Os problemas óbvios do bairro eram resolvidos a partir do bairro, com as ferramentas geradas pelos próprios vizinhos e jovens. Não havia outra forma. “O meu amigo Juanjo costumava dizer que Vallecas não tinha cultura, mas tinha consciência. E como tinha razão, tínhamos cultura de rua, defendíamo-nos até à morte e tínhamos muita consciência de classe porque ninguém nos prestava atenção, ninguém nos ajudava, ninguém se lembrava de nós? E é uma identidade muito vallecana que continua a existir”.
Vaquero refere-se a Juanjo García Espartero, um dos fundadores de Hijos del Agobio. Foi também o impulsionador da Batalla Naval de Vallecas e fundador da lendária Sala Hebe em 1979. Após a sua morte, foi-lhe dedicado um parque em Puente de Vallecas. Espartero e Vaquero eram amigos muito próximos numa altura em que a amizade era a chave da sobrevivência. Vaquero conta: “Os padres de Vallecas eram muito trabalhadores, trabalhavam como pedreiros durante oito horas e depois iam à missa…. Abriam as portas das suas sacristias para que nos encontrássemos para preparar as acções”. Foi o caso, por exemplo, da sacristia do Centro Pastoral de S. Carlos Borromeu.
Os cinemas de verão (como o cinema Manchego) também serviam como espaço de troca de ideias: “não íamos lá para ver filmes, não me lembro de nenhum… eram sobre fuzilamentos e romanos, mas íamos lá para falarmos uns com os outros e podermos falar das nossas coisas”.
Mais tarde, quando Espanha começou a abrir-se ao mundo, lentamente e pouco a pouco, foi a vez de associações como a já mencionada Hijos del Agobio. Aí, personalidades que hoje continuam a fazer parte da conversa política e cultural apareceram para se dirigirem aos jovens e proporem soluções. É o caso de Enrique Jiménez Larrea, Paquita Sauquillo ou Juan Margallo, que criou o seu próprio grupo de teatro no Gayo Vallecano. E tantos outros.
É curioso porque, nas poucas semanas em que o projeto está no Instagram, é possível vislumbrar comentários de pessoas que identificam as suas avós, as suas mães…. Estes antigos vizinhos das casas baixas falam da retrosaria do Sr.

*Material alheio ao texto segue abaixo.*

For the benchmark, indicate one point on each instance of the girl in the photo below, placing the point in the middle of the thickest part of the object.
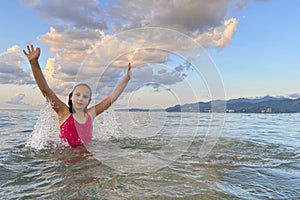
(76, 121)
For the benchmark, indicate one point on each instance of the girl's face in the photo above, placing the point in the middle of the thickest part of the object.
(81, 97)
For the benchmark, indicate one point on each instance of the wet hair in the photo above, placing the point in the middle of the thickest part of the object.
(70, 103)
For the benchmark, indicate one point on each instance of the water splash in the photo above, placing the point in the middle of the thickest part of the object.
(46, 130)
(45, 134)
(106, 127)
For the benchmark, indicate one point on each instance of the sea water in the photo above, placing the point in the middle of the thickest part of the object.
(257, 156)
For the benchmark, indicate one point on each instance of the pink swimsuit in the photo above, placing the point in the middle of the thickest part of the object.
(75, 133)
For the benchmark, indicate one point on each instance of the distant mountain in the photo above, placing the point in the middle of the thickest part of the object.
(256, 100)
(265, 104)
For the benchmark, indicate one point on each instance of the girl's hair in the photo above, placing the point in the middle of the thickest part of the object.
(70, 103)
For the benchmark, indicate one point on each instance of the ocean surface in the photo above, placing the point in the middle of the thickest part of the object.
(154, 155)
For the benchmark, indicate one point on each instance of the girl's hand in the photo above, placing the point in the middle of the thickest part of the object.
(32, 54)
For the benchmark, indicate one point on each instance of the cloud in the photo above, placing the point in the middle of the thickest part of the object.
(18, 99)
(83, 42)
(10, 68)
(78, 13)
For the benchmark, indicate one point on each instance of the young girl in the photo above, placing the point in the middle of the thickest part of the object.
(76, 121)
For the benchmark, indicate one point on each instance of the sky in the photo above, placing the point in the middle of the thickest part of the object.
(181, 51)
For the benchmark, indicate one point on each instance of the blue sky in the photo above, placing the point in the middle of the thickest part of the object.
(254, 45)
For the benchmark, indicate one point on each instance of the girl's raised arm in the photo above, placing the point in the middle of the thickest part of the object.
(33, 56)
(108, 101)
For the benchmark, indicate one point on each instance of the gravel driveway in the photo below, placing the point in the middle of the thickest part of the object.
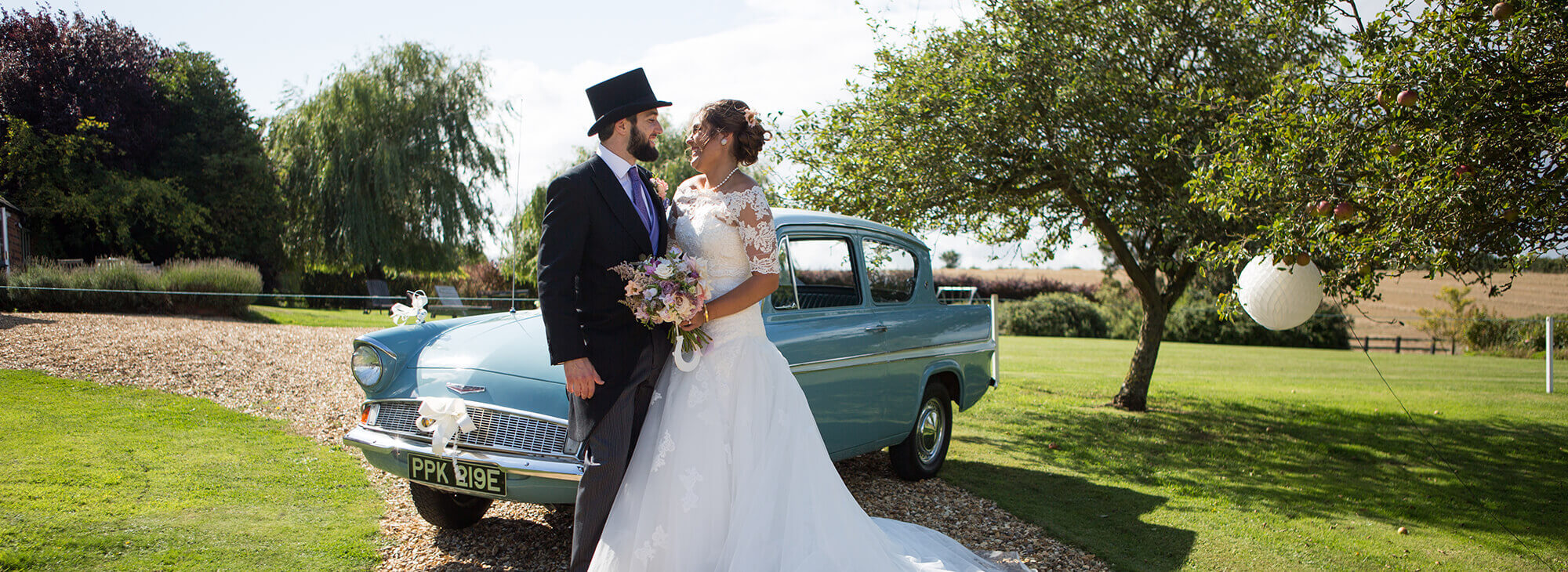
(300, 375)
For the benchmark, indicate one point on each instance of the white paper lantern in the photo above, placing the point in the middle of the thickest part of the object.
(1277, 295)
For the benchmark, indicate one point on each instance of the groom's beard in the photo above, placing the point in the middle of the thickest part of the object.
(641, 148)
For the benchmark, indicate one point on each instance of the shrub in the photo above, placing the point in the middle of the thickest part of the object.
(219, 275)
(143, 295)
(42, 275)
(148, 291)
(1051, 314)
(1011, 288)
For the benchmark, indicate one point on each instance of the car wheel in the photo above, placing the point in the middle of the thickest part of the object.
(448, 510)
(923, 452)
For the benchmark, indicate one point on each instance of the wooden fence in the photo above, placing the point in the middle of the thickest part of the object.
(1399, 344)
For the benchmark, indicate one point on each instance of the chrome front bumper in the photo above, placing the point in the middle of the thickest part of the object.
(514, 465)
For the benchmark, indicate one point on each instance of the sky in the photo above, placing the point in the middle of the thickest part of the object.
(780, 57)
(777, 56)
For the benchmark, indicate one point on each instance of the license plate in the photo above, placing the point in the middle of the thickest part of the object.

Basílio, da bodega do Benito…. Tudo tinha um nome próprio?“Tudo tinha um nome próprio, tudo era muito pessoal, de um para um. Eram as casas baixas. Fico muito entusiasmado e muito feliz por tantas pessoas se verem ou reconhecerem os seus familiares nas fotografias… vai ser emocionante reencontrarmo-nos na exposição”, comenta.
O fim das casas baixas; o início da exposição
Em 1984, Santi Vaquero voltou a viver na sua aldeia de Toledo. Recebeu um telefonema de Juanjo:“Pedales, por favor, vem a Vallecas, vão demolir as casas e tens de tirar fotografias aqui”. Sem hesitar, apanhou um comboio e passou a noite, uma última noite, nas casas baixas. Fizeram um buraco na parede, para ver a televisão de fora, da rua,“também fizemos um buraco com tábuas e passámos a noite com a mãe e os irmãos. Há uma fotografia que acho que não vamos tornar pública, da avó Carmen, encostada à parede da sua casa, com um olhar? Essas fotografias magoam.
Apesar de tudo, Vaquero comenta que as pessoas mais velhas do bairro deixaram as casas baixas com alegria: foram para um apartamento com aquecimento, conforto, com várias divisões… era a promessa de uma vida melhor: “trocaram a lama pelos corredores dos edifícios”, diz Vaquero. Os jovens não aceitaram muito bem e gritaram sobre um logro, esse logro da especulação fundiária que continua a existir.
Com esta exposição, Vaquero fala de uma Vallecas que já não existe, mas que foi o início de todo um movimento e de um espírito que só pertence a este bairro. A exposição continua agora a sua viagem depois de passar por Vallecas, claro: “Vallecas ainda está a lutar. Continua a lutar. É inato. Dessas consciências, dessas lutas”, conclui Santi Vaquero.